He's also squared off against the important institutions his office oversees or at least must work with. In the past month, for instance, he has alluded that that his own existing base of police officers might be corrupt (when he defended his choice of police chief) to some degree, and that Leighton's crime data compilation or presentation were deliberately obfuscated. I would be inclined to think these sentiments, posed by an incoming mayor, would be reserved for fear of creating functionally destabilizing headlines, which oddly they did not, but for Tony and his supporters, this is all considered a valid world-view. And that's the real problem. Tony believes in the campaign messaging that inspired 7 percent of Wilkes-Barrians to cast a vote for him when they cared to cast a vote at all, which is that Wilkes-Barre is a horrible place.
Not that the opposition believed any different; it has always puzzled me why Frank Sorick ever ran for mayor when, after you consider the paralyzed state of operations wrought by airy charges of malfeasance one way or another, along with combative residents who intimidate city operations on a regular basis, government in Wilkes-Barre is every bit as limited in productivity as a republican might ever dream. Running for mayor to limit it still more seems like needless stress.
In fact, to me, it was not even clear up until the very frayed edges of the campaign that members of Tony's campaign and Frank's campaign weren't actually working together.
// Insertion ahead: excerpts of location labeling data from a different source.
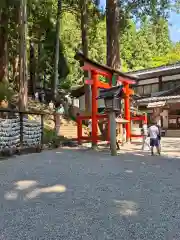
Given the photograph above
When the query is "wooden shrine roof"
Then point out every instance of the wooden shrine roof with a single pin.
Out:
(165, 70)
(80, 56)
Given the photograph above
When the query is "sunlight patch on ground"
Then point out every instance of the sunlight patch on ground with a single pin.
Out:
(25, 184)
(12, 195)
(21, 186)
(129, 171)
(38, 191)
(126, 208)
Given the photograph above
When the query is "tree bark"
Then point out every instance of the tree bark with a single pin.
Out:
(84, 39)
(4, 44)
(23, 84)
(56, 60)
(112, 34)
(32, 69)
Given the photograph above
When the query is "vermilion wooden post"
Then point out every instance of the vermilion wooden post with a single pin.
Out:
(94, 108)
(145, 118)
(79, 129)
(127, 112)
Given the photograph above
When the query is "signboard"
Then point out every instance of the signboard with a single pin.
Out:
(156, 104)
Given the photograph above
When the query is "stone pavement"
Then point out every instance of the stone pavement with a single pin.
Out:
(170, 147)
(74, 194)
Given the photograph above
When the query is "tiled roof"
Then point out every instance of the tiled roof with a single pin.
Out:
(160, 68)
(156, 99)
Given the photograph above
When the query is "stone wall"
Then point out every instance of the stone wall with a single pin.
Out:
(10, 134)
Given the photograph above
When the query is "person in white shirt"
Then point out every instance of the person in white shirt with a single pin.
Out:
(145, 136)
(154, 138)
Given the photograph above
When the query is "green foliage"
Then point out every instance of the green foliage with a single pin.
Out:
(5, 92)
(143, 47)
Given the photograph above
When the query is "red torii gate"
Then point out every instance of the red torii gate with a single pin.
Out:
(97, 69)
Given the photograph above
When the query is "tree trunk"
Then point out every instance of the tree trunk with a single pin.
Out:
(112, 34)
(32, 70)
(23, 84)
(4, 44)
(84, 37)
(16, 72)
(56, 59)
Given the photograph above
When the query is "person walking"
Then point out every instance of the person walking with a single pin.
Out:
(145, 137)
(154, 133)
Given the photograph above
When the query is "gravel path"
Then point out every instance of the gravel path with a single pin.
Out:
(85, 195)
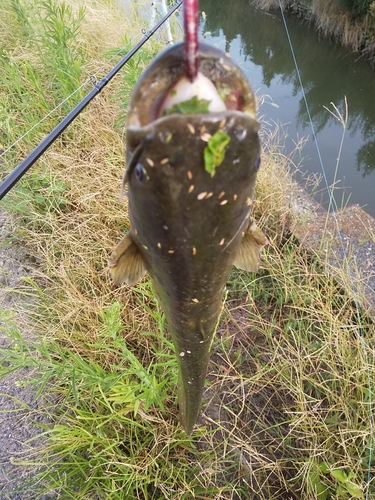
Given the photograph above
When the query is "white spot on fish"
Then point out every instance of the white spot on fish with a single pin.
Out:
(165, 137)
(206, 137)
(240, 133)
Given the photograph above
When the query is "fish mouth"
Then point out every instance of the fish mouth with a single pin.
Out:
(168, 70)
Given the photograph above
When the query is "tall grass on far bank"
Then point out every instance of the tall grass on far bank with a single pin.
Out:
(286, 409)
(333, 20)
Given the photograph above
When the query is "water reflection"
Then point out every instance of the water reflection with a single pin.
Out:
(329, 73)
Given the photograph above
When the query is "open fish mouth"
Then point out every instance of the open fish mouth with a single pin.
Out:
(192, 155)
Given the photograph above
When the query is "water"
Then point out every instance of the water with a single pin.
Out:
(258, 43)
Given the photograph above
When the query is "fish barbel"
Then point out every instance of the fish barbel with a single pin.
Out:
(192, 152)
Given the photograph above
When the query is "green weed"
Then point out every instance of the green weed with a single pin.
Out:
(286, 407)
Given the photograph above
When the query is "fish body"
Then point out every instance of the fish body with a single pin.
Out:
(189, 224)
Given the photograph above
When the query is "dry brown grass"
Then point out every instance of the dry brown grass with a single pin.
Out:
(289, 378)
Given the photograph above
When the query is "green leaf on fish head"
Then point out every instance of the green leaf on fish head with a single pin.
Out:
(192, 106)
(214, 152)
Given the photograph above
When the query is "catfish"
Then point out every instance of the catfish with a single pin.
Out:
(192, 156)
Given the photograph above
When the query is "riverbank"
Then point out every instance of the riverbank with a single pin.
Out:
(332, 20)
(286, 411)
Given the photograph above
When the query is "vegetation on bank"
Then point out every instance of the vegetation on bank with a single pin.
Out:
(350, 22)
(287, 406)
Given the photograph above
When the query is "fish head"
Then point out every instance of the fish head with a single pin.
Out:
(177, 206)
(192, 154)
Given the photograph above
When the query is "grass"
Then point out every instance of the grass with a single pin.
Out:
(286, 410)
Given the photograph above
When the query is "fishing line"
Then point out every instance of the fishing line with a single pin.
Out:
(331, 203)
(91, 79)
(24, 166)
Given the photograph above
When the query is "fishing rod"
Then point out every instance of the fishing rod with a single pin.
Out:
(29, 161)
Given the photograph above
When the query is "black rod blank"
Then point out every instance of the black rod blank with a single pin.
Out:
(29, 161)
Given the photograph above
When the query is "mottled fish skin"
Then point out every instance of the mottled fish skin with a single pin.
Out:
(187, 225)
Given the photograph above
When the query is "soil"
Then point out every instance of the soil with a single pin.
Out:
(19, 410)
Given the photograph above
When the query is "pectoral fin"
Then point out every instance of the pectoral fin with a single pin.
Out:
(126, 262)
(248, 255)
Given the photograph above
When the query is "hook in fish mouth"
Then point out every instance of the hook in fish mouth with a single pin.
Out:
(191, 172)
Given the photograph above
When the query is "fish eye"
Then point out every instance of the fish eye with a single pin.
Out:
(257, 163)
(140, 172)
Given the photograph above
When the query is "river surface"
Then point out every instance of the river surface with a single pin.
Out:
(257, 41)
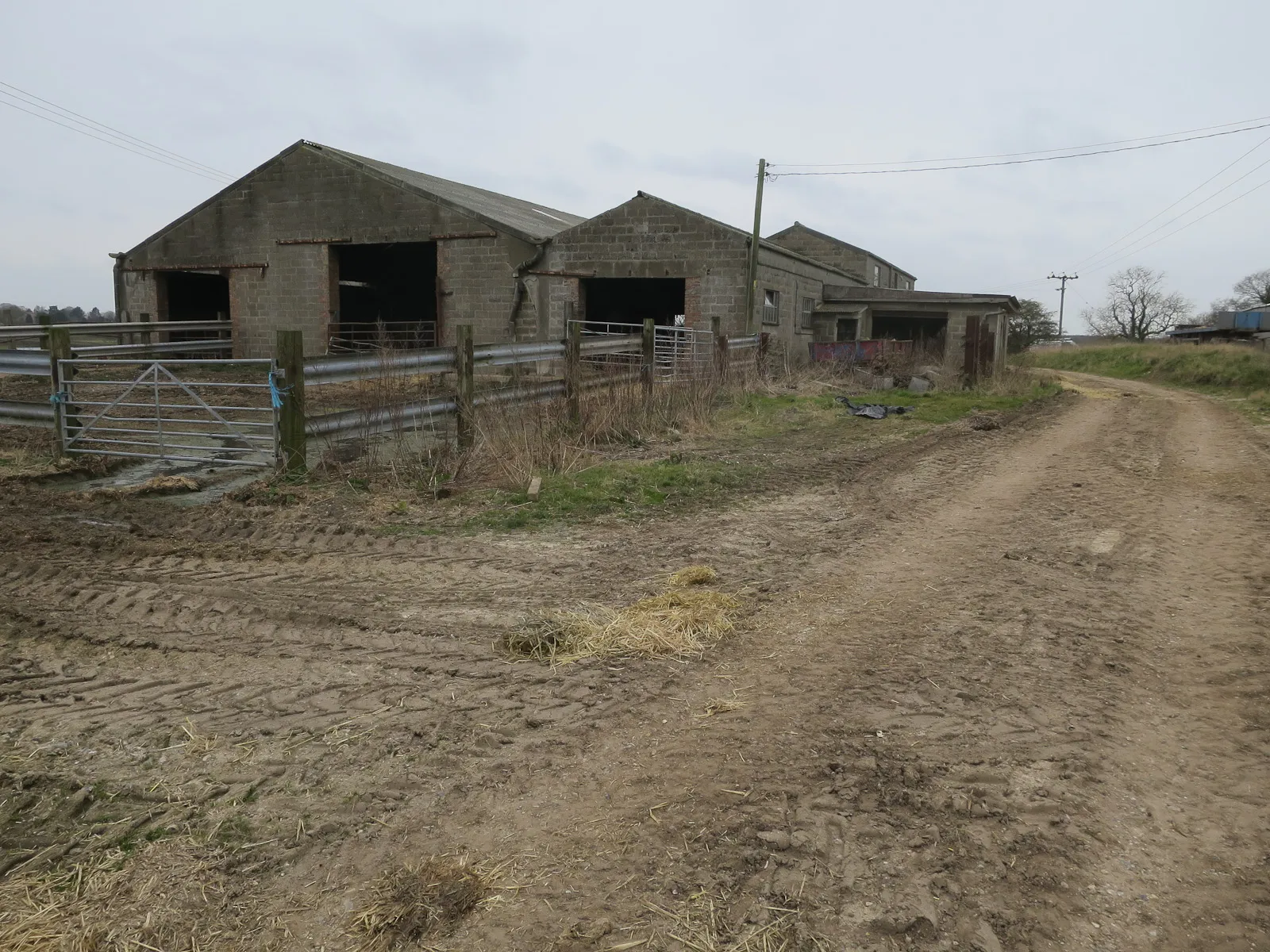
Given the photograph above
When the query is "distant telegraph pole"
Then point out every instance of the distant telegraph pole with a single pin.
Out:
(752, 271)
(1062, 298)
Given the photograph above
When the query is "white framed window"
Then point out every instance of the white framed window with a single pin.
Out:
(772, 306)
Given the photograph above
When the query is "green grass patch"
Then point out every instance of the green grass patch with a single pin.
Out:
(1237, 374)
(760, 416)
(620, 488)
(1208, 367)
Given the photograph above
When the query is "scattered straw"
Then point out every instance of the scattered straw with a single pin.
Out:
(694, 575)
(167, 895)
(677, 622)
(414, 901)
(197, 744)
(702, 926)
(154, 486)
(722, 704)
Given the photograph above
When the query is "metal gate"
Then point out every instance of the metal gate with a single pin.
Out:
(683, 353)
(219, 413)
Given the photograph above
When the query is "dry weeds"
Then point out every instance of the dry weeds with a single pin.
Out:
(171, 895)
(679, 622)
(702, 926)
(414, 901)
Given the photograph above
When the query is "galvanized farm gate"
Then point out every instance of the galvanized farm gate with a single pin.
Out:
(207, 412)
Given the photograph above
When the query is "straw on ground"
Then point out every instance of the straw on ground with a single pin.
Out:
(679, 622)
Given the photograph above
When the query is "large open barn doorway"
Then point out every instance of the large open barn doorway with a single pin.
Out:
(387, 295)
(926, 330)
(632, 301)
(194, 296)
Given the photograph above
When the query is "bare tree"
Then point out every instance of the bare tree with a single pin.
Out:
(1253, 291)
(1137, 306)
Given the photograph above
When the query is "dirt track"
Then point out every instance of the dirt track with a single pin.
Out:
(1005, 689)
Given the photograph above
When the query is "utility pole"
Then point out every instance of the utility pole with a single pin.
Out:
(1062, 298)
(752, 283)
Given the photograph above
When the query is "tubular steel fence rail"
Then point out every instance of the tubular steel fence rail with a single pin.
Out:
(107, 401)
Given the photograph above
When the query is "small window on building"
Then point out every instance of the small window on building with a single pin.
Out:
(772, 306)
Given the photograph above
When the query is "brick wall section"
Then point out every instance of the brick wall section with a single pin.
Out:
(647, 238)
(308, 194)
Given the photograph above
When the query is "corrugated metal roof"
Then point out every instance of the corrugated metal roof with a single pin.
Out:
(840, 243)
(526, 219)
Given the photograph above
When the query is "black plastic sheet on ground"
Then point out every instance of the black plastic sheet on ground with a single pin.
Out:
(874, 412)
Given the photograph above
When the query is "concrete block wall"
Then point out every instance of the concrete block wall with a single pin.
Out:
(309, 194)
(842, 255)
(647, 238)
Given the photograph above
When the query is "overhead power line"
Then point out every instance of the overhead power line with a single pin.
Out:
(1022, 162)
(48, 111)
(1194, 221)
(1137, 243)
(1015, 155)
(1170, 207)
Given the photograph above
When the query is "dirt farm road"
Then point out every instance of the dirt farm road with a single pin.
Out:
(1003, 689)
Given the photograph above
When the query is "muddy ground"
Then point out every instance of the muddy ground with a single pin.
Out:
(1003, 689)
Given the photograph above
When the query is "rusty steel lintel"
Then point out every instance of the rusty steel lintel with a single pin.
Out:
(197, 267)
(461, 235)
(313, 241)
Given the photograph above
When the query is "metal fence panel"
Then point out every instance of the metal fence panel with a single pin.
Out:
(169, 412)
(21, 413)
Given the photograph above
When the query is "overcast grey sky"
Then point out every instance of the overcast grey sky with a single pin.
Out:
(581, 105)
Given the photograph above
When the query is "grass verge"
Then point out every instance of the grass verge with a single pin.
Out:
(1237, 374)
(760, 416)
(616, 488)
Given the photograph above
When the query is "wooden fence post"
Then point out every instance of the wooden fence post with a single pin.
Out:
(721, 347)
(59, 349)
(464, 367)
(573, 371)
(647, 362)
(290, 355)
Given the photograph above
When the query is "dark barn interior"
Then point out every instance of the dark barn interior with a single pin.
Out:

Up until one lost the actual election anyone might have assumed so. My impressed alliance of them is the basis for what I've (and now overly used perhaps, sick of it yet?) dubbed the "Facebook/Disqus Party of Wilkes-Barre", since it is in those digital realms they tended to uniformly emote.
Tony's no phony. I genuinely believe he wants to slay the dragons he, at least, sees, and he wants his operating base - the people he works with and his daily operating agenda - to fit him snugly enough to do so. Whether or not those dragons actually exist or whether or not he has a right to be comfortable after admonishing Leighton so frequently, those are the real questions.